Number of ways boys $\mathrm{B_{1}\: and\: B_{2}}$ are not in the same group together

Required no.of selections = $\mathrm{1200-80=1120}$

Hence, the answer is $\mathrm{1120}$ .

Example 5: Let $\mathrm{P}_{1}, \mathrm{P}_{2} \ldots, \mathrm{P}_{15}$ be 15 points on a circle. The number of distinct triangles formed by points $\mathrm{P}_{i}, \mathrm{P}_{j}, \mathrm{P}_{k}$ such that $i+j+k \neq 15$ , is : [JEE MAINS 2021a]

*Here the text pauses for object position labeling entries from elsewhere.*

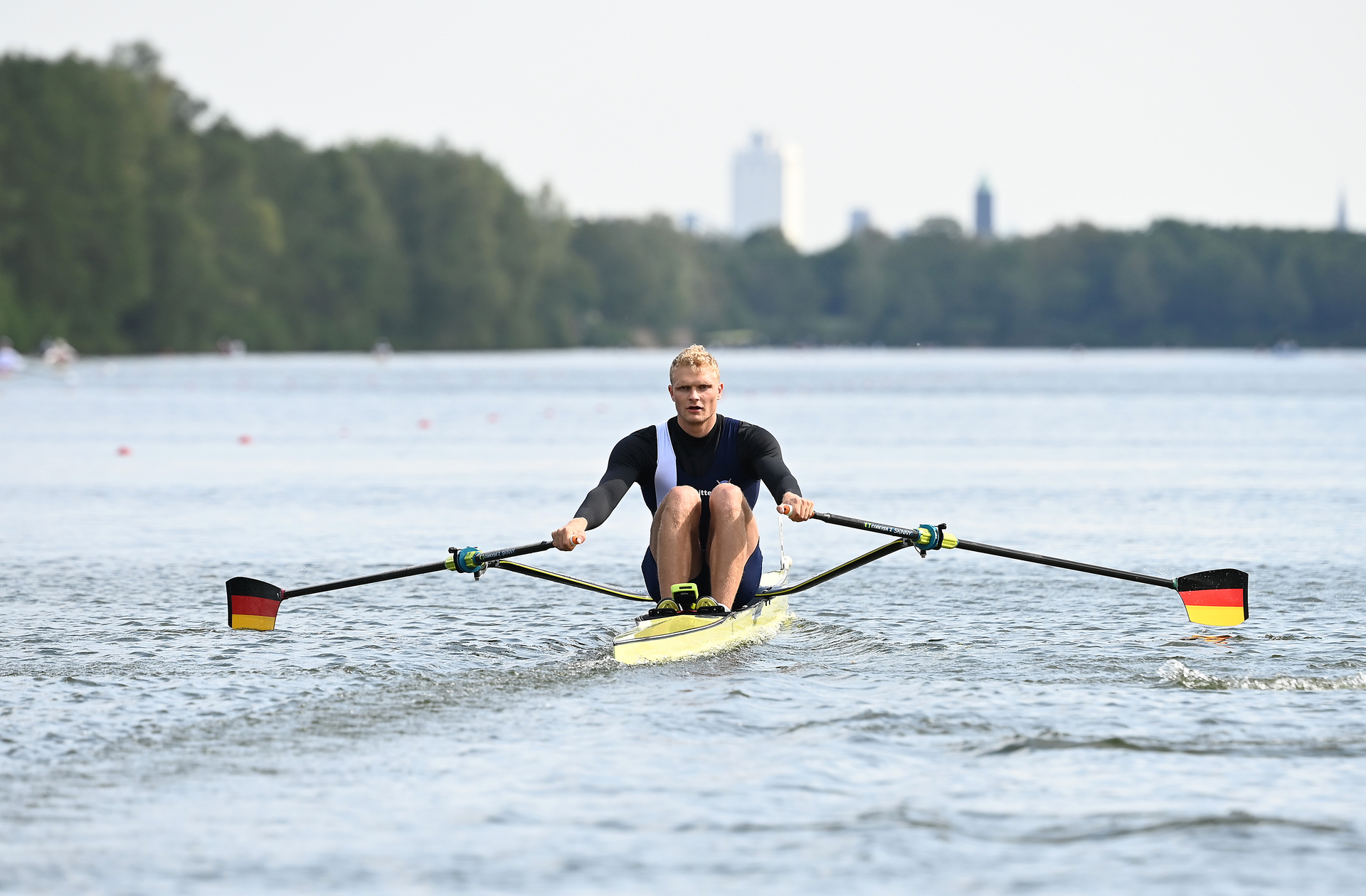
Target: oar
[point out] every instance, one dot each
(255, 604)
(1213, 597)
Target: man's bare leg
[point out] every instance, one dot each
(734, 537)
(675, 537)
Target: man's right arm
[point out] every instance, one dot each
(625, 467)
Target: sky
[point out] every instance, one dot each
(1116, 114)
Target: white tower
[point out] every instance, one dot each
(767, 189)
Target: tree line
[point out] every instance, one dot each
(129, 223)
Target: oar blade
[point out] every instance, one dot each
(1214, 597)
(253, 604)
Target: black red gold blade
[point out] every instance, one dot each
(1214, 597)
(253, 604)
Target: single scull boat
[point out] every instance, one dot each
(1214, 597)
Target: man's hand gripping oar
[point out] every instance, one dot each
(1213, 597)
(255, 604)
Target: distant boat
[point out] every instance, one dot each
(59, 353)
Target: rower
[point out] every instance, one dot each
(700, 474)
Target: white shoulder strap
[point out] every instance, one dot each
(666, 466)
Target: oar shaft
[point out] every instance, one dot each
(1000, 552)
(489, 556)
(1064, 565)
(835, 519)
(478, 559)
(365, 580)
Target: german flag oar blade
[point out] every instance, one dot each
(253, 604)
(1214, 597)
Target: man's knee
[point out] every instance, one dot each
(681, 503)
(727, 500)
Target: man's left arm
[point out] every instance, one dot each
(761, 451)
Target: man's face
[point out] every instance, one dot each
(694, 393)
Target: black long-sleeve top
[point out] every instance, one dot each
(632, 461)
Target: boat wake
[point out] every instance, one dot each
(1177, 673)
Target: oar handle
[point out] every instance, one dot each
(473, 559)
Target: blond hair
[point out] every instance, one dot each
(697, 358)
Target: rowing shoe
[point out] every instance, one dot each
(1213, 597)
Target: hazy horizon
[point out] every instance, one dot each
(1213, 112)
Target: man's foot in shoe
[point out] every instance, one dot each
(683, 596)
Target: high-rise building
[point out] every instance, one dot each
(859, 222)
(767, 189)
(983, 219)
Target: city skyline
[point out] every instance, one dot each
(1212, 111)
(767, 189)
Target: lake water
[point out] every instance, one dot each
(954, 724)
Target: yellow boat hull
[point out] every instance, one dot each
(686, 636)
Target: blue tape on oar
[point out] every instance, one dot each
(463, 560)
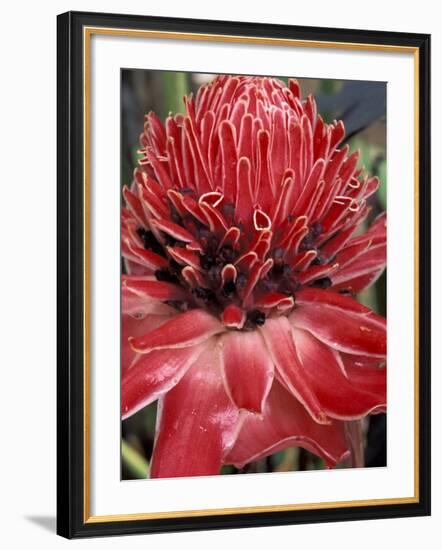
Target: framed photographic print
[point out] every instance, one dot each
(243, 242)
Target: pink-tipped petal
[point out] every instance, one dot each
(285, 423)
(338, 395)
(248, 369)
(197, 422)
(186, 329)
(154, 374)
(132, 326)
(343, 330)
(278, 336)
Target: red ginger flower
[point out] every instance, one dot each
(237, 307)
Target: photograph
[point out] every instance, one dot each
(253, 274)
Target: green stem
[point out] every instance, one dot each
(133, 461)
(175, 87)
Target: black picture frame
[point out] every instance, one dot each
(71, 519)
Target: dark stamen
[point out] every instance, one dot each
(325, 282)
(241, 280)
(316, 229)
(255, 318)
(205, 294)
(319, 260)
(180, 305)
(150, 242)
(165, 275)
(226, 254)
(229, 289)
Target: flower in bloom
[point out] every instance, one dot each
(243, 255)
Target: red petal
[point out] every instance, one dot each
(186, 329)
(248, 369)
(153, 375)
(197, 423)
(332, 299)
(285, 423)
(148, 289)
(338, 395)
(233, 316)
(278, 335)
(343, 330)
(132, 326)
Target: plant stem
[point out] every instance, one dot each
(133, 461)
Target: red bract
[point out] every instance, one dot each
(238, 312)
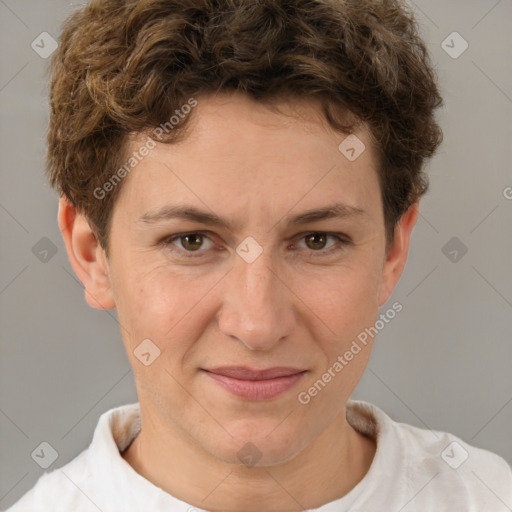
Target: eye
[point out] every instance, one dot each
(189, 242)
(316, 242)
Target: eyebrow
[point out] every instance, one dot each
(191, 213)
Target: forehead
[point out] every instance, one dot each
(238, 151)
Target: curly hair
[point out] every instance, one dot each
(123, 67)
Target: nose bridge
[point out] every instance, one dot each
(256, 309)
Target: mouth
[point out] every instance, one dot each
(253, 384)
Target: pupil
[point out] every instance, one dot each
(317, 235)
(192, 245)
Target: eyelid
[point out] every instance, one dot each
(343, 240)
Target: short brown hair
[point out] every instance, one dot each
(125, 66)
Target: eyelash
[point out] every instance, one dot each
(342, 239)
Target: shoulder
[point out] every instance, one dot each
(440, 465)
(59, 490)
(78, 484)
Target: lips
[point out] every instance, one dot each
(245, 373)
(253, 384)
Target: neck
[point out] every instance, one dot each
(326, 470)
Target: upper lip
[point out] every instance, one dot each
(246, 373)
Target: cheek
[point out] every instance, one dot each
(344, 299)
(156, 304)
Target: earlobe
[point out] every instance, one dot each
(396, 257)
(86, 256)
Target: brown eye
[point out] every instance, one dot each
(316, 241)
(191, 242)
(320, 244)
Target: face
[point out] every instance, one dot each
(268, 287)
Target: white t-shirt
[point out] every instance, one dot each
(413, 470)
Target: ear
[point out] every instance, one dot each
(396, 257)
(86, 256)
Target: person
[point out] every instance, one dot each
(240, 180)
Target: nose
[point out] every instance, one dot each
(258, 307)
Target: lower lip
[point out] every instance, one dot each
(256, 389)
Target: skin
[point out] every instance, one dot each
(290, 307)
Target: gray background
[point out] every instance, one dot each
(443, 363)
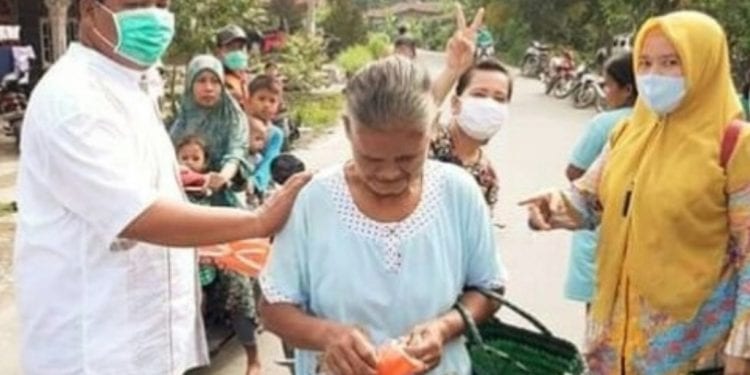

Solution: Total no. of Triangles
$= \: ^{15}C_{3}= \frac{15\times 14\times 13}{3\times 2\times 1}= 455$

$Cases\: when\: i+j+k= 15\: are :$

$i= 1,j= 2,k= 12$

$i= 1,j= 3,k= 11$

.....

$i= 1,j= 6,k= 8$

$i= 2,j= 3,k= 10$

$i= 2,j= 4,k= 9$

$i= 2,j= 5,k= 8$

$i= 2,j= 6,k= 7$

$i= 3,j= 4,k= 8$

$i= 3,j= 5,k= 7$

$i= 4,j= 5,k= 6$

These are 12 cases

So Desired no. of triangles $= 455-12= 443$

Hence, the answer is 443

Summary

Understanding the principles of combinations equips individuals with powerful tools to solve complex problems involving selection, grouping, and probability calculations efficiently. These applications underscore the fundamental role of combinations in both theoretical and practical domains. Knowledge of combinations is required for data analysis, algorithm design, or decision-making processes that involve combinatorial reasoning.